The most helpful things you could learn now (if you haven't) are intervals, harmonizing the major and minor scales, and chord construction. these are covered in the crusades, but I figured I'd mention those in particular.


also, +1 to the seagull. playing isn't just about learning theory and making music. even if that's your main goal you still need to learn other people's music. learning covers gives you a good repertoire which is nice to be able to play when someone wants to hear you play something, but more importantly, it gives you inspiration and ideas. once you know more theory you can better analyze the songs you like and pinpoint what it is that gives it that feel you like and what's important in that sound.
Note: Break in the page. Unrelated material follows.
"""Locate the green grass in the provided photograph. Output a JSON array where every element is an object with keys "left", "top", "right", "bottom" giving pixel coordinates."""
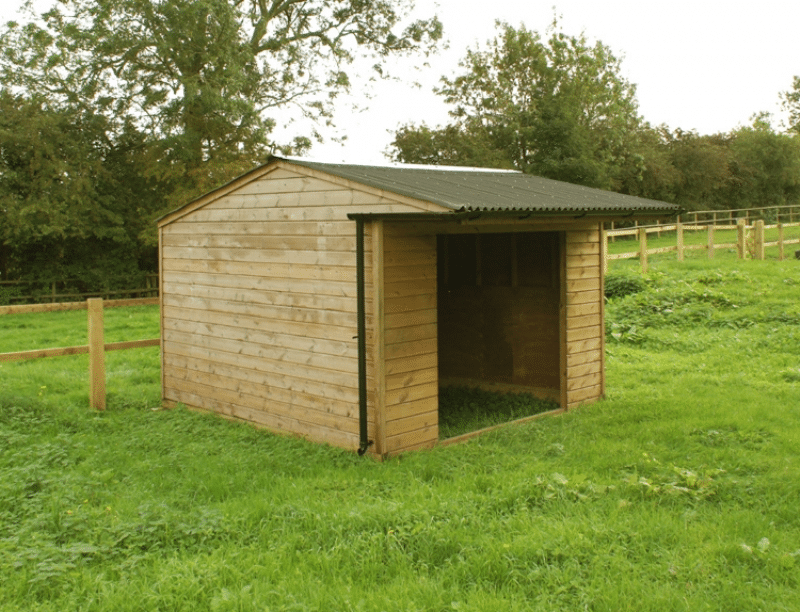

edit: and don't burn yourself out. if you've only been playing 2 months and you already know all the keys decently well it sounds like you're pushing really hard. while that's cool, try to have fun with it as well.
Last edited by The4thHorsemen at May 16, 2010,
#6
Quote by steven seagull
Start playing some music.
More truth could not be packed into merely four words than there is in those four.

It's that simple. All the theory in the world will get you nowhere if you don't apply it and just make some music.
Only play what you hear. If you don’t hear anything, don’t play anything.
-Chick Corea
#7
Quote by steven seagull
Start playing some music.
+1

Use what you've learnt - scales/theory won't do you any good unless you can use them to make music.